Because adults at places like Bucknell and Holy Cross have convinced them they are oppressed.
Few things upset American college students more than being told they aren’t oppressed. I recently spoke at the College of the Holy Cross in Worcester, Mass. I argued that American undergraduates are among the most privileged individuals in history by virtue of their unfettered access to knowledge. Far from being discriminated against, students are surrounded by well-meaning faculty who want all of them to succeed.
About 15 minutes into my talk, as I was discussing Renaissance humanism, a majority of the audience in the packed auditorium stood up and started chanting: “My oppression is not a delusion!” The chanters then declared that my sexism, racism and homophobia weren’t welcome on campus. “You are not welcome,” they added, as if I didn’t know.
The protesters drowned out my response before filing slowly out of the room, still loudly announcing their victimhood and leaving dozens of seats empty that could have been filled by students who had been turned away for lack of space. (The protesters had hoped to occupy the entire auditorium before vacating it, so no one else could hear me speak.)

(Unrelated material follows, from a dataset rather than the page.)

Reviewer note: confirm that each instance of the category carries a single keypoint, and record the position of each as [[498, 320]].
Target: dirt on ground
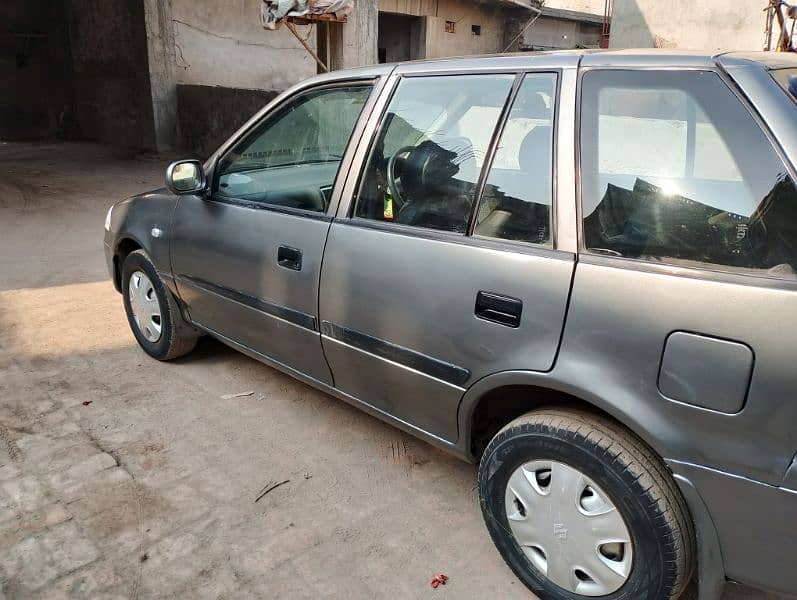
[[123, 477]]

In a subsequent open letter, a senior claimed that I came to Holy Cross to “discredit, humiliate, and deny the existence of minority students.” In fact, I came to urge the entire student body to seize their boundless opportunities for learning with joy and gratitude.
The maudlin self-pity on display at Holy Cross doesn’t arise spontaneously. It is actively cultivated by adults on campus. A few days before the Holy Cross protest, faculty and administrators at Bucknell University in Lewisburg, Pa., convened a therapeutic “scholars” panel to take place during another talk of mine. The goal was to inoculate the university against the violence that I allegedly represented.
Bucknell’s interpersonal violence prevention coordinator; the director of its Women’s Resource Center; the interim associate provost for diversity, equity, and inclusion; a women’s and gender studies professor; and an economics professor discussed rape culture, trauma and racism. Students and faculty were then invited to join in painting “self-care” rocks.
This craft activity, in which participants write feel-good messages on stones, was originally designed for K-5 classrooms. It may not be what parents paying Bucknell’s $72,000 annual tuition and fees had in mind. No matter. According to Bucknell’s interpersonal violence prevention coordinator, it was “especially important” for students who had attended my talk to come to the scholars “space” afterward and practice self-care. The interim associate provost for diversity, equity, and inclusion said that the administration’s willingness to let my talk proceed shows that it values free speech more than the community’s trauma.
In anticipation of my Bucknell talk, student journalists had claimed that “‘free speech’” merely amplifies “hate speech,” and that hate speech such as mine was intended to “attack students of color” and “survivors of sexual assault.” An English professor cheered them on. The Bucknell Faculty and Staff of Color Working Group urged colleagues to support those whose “first-hand experiences with injustice” at Bucknell were “invalidated and perpetuated” by my arguments.
Bucknell’s Democratic Socialists of America organized a protest at which participants—in between chants of “Hey hey! Ho Ho! Heather Mac has got to go!” and “No justice! No peace!”—were encouraged to share their personal experiences of injustice at Bucknell. Sadly, there is no available record of what the protesters came up with.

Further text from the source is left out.